Foreground-Aware Token Routing Vision Transformer for Real-Time Satellite Video Tracking
Abstract
Real-time satellite video tracking poses distinct challenges, including accommodating high spatial-temporal resolution, dynamic backgrounds, and constrained onboard computational resources. While Discriminative Correlation Filter (DCF)-based methods offer high-speed inference, they suffer from limited accuracy. In contrast, Vision Transformer (ViT)-based trackers achieve strong performance by unifying representation and aggregation in a single-stream design, yet their heavy computational footprint limits practical deployment in real-time satellite scenarios. In this work, we present FATrack, a novel tracking framework that effectively balances tracking accuracy and computational efficiency.

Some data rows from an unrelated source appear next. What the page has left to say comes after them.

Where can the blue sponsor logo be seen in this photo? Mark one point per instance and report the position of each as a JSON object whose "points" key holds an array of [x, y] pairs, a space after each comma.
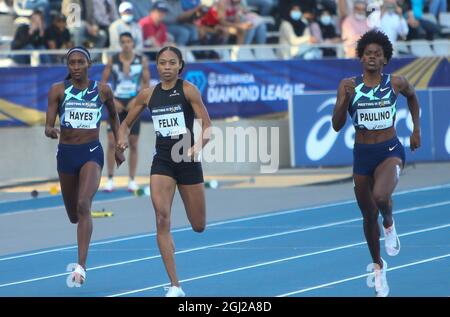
{"points": [[198, 78]]}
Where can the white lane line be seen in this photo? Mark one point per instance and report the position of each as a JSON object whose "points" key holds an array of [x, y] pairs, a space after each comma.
{"points": [[272, 262], [219, 223], [304, 290]]}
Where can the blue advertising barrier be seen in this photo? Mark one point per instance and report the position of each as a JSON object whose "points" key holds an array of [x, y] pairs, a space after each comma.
{"points": [[315, 143], [243, 89]]}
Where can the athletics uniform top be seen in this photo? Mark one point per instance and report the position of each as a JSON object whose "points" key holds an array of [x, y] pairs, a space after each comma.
{"points": [[172, 116], [81, 109], [373, 108], [126, 86]]}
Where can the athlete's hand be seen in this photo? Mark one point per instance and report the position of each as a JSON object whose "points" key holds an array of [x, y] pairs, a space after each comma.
{"points": [[349, 87], [120, 158], [121, 145], [52, 132], [194, 153], [414, 140]]}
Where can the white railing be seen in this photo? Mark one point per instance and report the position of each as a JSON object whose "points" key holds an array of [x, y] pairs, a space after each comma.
{"points": [[419, 48]]}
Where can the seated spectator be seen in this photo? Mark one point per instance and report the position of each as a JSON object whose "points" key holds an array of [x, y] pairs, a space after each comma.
{"points": [[30, 37], [315, 31], [180, 23], [417, 24], [438, 6], [57, 36], [353, 27], [211, 32], [83, 29], [154, 30], [393, 24], [30, 5], [264, 7], [105, 13], [126, 23], [294, 32], [329, 33], [247, 26]]}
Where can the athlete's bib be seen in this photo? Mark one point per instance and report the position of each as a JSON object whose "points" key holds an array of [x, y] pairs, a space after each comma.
{"points": [[78, 117], [125, 89], [169, 120], [375, 118]]}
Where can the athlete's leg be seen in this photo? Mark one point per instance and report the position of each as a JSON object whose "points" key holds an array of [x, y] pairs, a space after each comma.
{"points": [[110, 156], [69, 190], [89, 180], [385, 180], [162, 192], [194, 202], [369, 210], [133, 156]]}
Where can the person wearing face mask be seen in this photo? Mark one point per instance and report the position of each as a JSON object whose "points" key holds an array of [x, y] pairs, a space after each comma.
{"points": [[353, 27], [393, 24], [126, 23], [329, 33], [295, 33]]}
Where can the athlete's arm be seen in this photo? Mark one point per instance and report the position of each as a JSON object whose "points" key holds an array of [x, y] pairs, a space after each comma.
{"points": [[193, 96], [345, 92], [107, 71], [145, 73], [52, 111], [140, 104], [402, 85], [108, 99]]}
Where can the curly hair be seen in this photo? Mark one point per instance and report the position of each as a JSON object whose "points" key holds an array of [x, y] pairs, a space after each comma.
{"points": [[375, 37]]}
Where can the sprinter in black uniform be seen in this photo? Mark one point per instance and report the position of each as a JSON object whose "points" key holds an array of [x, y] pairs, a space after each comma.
{"points": [[173, 104], [378, 155], [79, 102], [129, 73]]}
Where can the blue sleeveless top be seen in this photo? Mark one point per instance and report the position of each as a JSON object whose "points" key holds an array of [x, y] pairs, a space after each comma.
{"points": [[373, 108], [81, 109]]}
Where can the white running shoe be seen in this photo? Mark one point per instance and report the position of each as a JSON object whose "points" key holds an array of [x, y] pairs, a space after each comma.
{"points": [[381, 285], [391, 240], [132, 186], [109, 186], [174, 291], [78, 276]]}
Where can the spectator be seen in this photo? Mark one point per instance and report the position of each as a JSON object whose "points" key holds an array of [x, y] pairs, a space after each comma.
{"points": [[393, 24], [105, 13], [30, 5], [57, 36], [153, 28], [211, 32], [30, 37], [83, 29], [126, 23], [247, 26], [295, 33], [353, 27], [264, 6], [329, 33], [417, 24], [438, 6], [180, 23], [141, 8]]}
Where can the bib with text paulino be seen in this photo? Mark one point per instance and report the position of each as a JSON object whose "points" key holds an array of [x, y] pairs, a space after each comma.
{"points": [[169, 120], [79, 115], [378, 115]]}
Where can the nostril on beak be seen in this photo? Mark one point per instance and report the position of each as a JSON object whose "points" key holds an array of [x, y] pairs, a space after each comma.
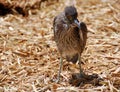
{"points": [[77, 23]]}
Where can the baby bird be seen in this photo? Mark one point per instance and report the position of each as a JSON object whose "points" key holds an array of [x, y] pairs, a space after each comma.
{"points": [[70, 36]]}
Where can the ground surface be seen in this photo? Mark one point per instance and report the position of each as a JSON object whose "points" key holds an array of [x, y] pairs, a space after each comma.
{"points": [[29, 59]]}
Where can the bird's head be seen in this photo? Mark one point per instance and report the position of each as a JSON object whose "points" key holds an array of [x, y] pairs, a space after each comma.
{"points": [[71, 15]]}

At its core is FA-ViT, a lightweight Vision Transformer backbone that introduces foreground-aware token routing, enabling the model to concentrate computation on target-relevant regions while suppressing redundancy. To mitigate semantic degradation caused by token sparsification, we propose the Adaptive Scatter Module (ASM), which selectively reinforces informative tokens via joint spatial-channel attention and sparse structural propagation, thereby enhancing both semantic fidelity and spatial coherence. By synergistically integrating FA-ViT and ASM, FATrack forms a unified architecture that delivers real-time performance with significantly improved tracking precision. Extensive evaluations on multiple satellite video benchmarks demonstrate that FATrack surpasses existing real-time trackers in accuracy and achieves inference efficiency comparable to DCF-based methods, highlighting its potential for practical deployment in large-scale aerial video tracking systems.